Topic A1/A2 — Introducing Statistics + Tables & Graphs
Table of contents
Topic A1 — Introducing Statistics
Difference between descriptive and inferential statistics
Descriptive, well… describe a population or a sample. Tells about the features of the data. Examples of desciptive statistics?
- Climate change
- Road deaths
- [Econ example] Tax data
Inferential stats start from a sample and try to generalize to the population. It also tries to draw relationships between variable, testing hypotheses and even draw predictions.
Bottom line: we need representativeness in our samples
Data types
A good way to think about data types is to think in terms of two dimensions: time and individuals/subjects.
It’s a very simple model: time and subject can take either value ‘1’ or ‘many’. So a the start, you have 1 time point and 1 individual. But you can’t say much with that can you? That’s just anecdotal evidence. So let’s see what we get when we expand these dimensions.
Cross-sectional data
A bunch of individuals, at one period in time
- [Class ex] Mortality rate
- Guiness consumption in this class in September
Like a snapshot: you observe 100ppl at time T
The key is that it only looks at one specific time point or (or period, summarized as a point).
Time series data
One individual over time. It’s like a tracker measuring a specific variable over time. Like your step counter on your phone or smartwatch, or you personal daily consumption of Guiness over the month.
Panel data
It’s a tracker on a bunch of people. So it would be getting all of you guys’ step counter and appending them together to form one dataset: a panel data set. In terms of Guiness consumption, it’s your and your classmates daily consumption over the month, for example.
[Show examples of how it appears in a table, stat software]
Quantitative vs qualitative variables
Quantitative is basically stuff you can measure with numbers.

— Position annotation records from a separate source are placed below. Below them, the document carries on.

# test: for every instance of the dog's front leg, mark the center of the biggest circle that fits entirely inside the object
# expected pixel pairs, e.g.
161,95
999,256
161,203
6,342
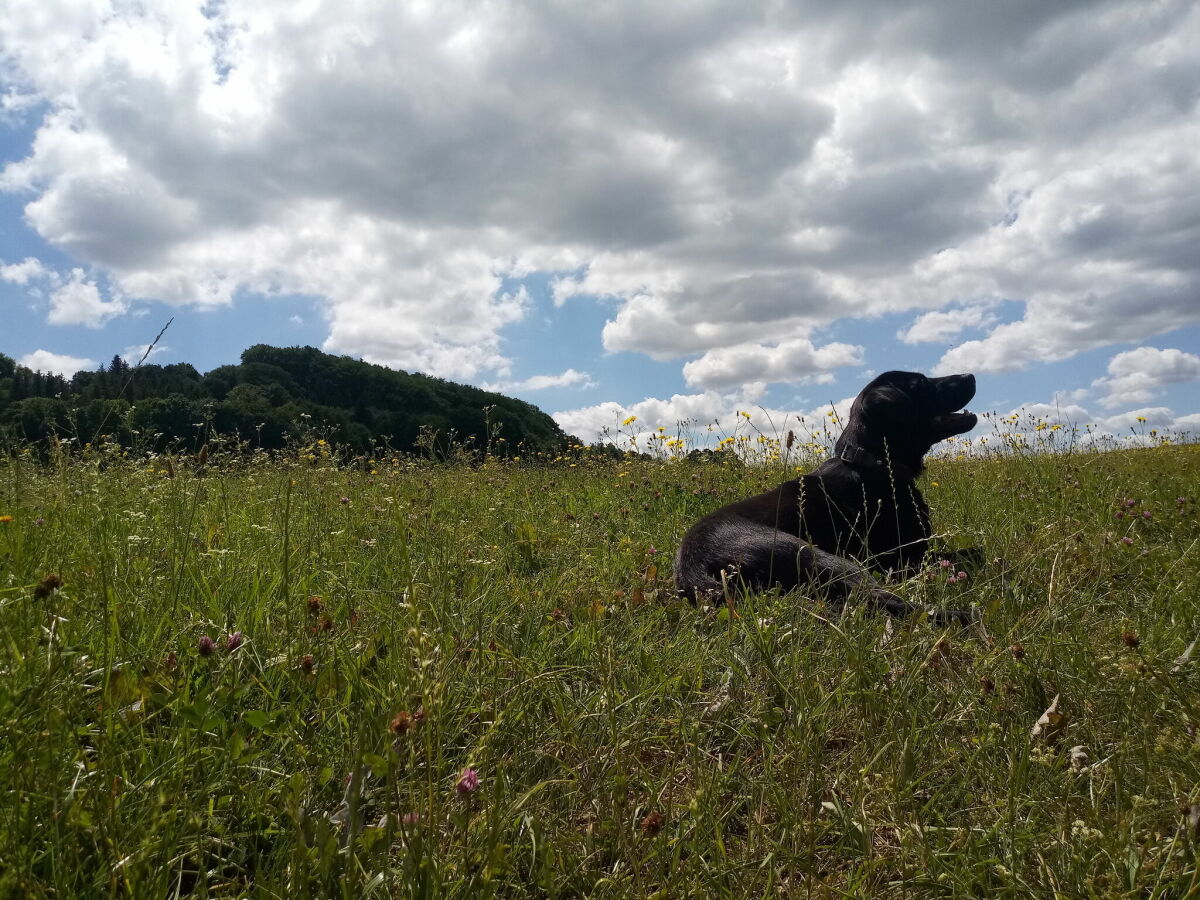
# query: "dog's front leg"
841,577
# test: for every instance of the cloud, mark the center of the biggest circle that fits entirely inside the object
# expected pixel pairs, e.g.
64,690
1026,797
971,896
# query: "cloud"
1138,376
58,363
729,177
569,378
945,327
793,360
79,303
23,273
702,419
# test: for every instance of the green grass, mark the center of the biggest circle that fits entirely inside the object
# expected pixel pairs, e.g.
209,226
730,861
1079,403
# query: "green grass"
627,744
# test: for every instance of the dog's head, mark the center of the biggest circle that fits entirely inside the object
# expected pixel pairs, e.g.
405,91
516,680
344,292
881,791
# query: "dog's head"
906,413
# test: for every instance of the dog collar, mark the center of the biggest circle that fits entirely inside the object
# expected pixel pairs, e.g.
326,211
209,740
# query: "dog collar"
857,456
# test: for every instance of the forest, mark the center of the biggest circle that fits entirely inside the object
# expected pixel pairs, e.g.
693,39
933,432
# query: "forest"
265,400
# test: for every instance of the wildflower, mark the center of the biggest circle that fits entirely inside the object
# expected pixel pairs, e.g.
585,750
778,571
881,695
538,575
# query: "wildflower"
468,781
47,586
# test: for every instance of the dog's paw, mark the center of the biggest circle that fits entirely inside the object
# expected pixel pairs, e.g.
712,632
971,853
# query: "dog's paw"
964,618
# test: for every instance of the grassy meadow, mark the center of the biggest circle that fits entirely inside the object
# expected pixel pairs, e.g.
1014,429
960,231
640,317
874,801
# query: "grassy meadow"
295,676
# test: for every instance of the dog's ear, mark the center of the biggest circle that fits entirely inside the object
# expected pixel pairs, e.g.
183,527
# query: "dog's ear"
888,403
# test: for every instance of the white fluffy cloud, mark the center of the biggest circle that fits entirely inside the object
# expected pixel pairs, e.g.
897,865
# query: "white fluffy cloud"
726,174
703,418
568,378
786,361
23,273
78,301
941,327
58,363
1138,376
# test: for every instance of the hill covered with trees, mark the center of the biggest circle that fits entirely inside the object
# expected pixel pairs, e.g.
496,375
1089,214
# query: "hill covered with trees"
264,400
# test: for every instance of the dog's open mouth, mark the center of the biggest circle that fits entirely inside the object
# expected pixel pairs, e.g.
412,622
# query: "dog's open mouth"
955,423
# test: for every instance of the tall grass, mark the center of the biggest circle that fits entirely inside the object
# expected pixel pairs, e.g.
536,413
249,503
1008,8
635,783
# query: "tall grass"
268,676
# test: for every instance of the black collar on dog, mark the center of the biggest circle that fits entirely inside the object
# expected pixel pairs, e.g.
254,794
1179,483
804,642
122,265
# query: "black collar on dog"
861,459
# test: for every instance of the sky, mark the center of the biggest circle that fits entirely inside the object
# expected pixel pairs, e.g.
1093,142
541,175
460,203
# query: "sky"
615,208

Any examples?
- CO2 concentration in the atmosphere (continuous)
- Liters of Guiness (continuous)
- Pints of Guiness (0 to 2; more than 2 to 4; etc)
- Numbers of brothers and sisters (discrete, can’t slice it in smaller pieces)
- Elevators in a building (discrete)
Qualitative is describing a certain state or feature. Any examples?
- Computer is working / not working (state, nominal)
- Member of political party (nominal)
- Able to speak Irish (nominal)
- “Agree with this statement… (1) mostly not (2) not really (3) indifferent (4) a bit (5) mostly yes” (ordinal)
Coded in what is called a dummy variable.
Discrete vs continuous variables
[Done above]
Nominal vs ordinal variables
[Done above]
Interval vs Ratio
Interval when the interval between two values is meaningful.
Ratio has a clear definition of 0.0 of “it”: there is none (no quantity) when variable equals 0.
Temperature: C° or F° ar interval, Kelvins are ratio.
Topic A2 — Tables & Graphs
In this topic we divide quantitative data in classes. It can be arbitrary, or based on some classification.
Absolute frequency
It’s the absolute number of times this category appears in your data.
Relative frequency
It’s the absolute times it appears divided by the total number of observations
Cumulative frequency
When categories are ordered, you can “stack” the absolute frequencies (total goes to the total number of observations).
Cumulative relative frequency
Same as above but with relative frequencies (total 100%).
Histogram
Visual representation of frequency distribution. Two main characteristics:
- Heights: frenquency
- Width: class width
Polygon
Same, but linking the top of the bars together
Ogive
Plots the cumulative relative frequency. The x-axis represents the upper limits of each classes.
Scatter plots
It’s a spatial representation of two variables and shows their relationship together.
When hours of the day vary, does Guiness consumption vary? If you plot time as the x-axis and pints on the y-axis, can we draw the scatter plot?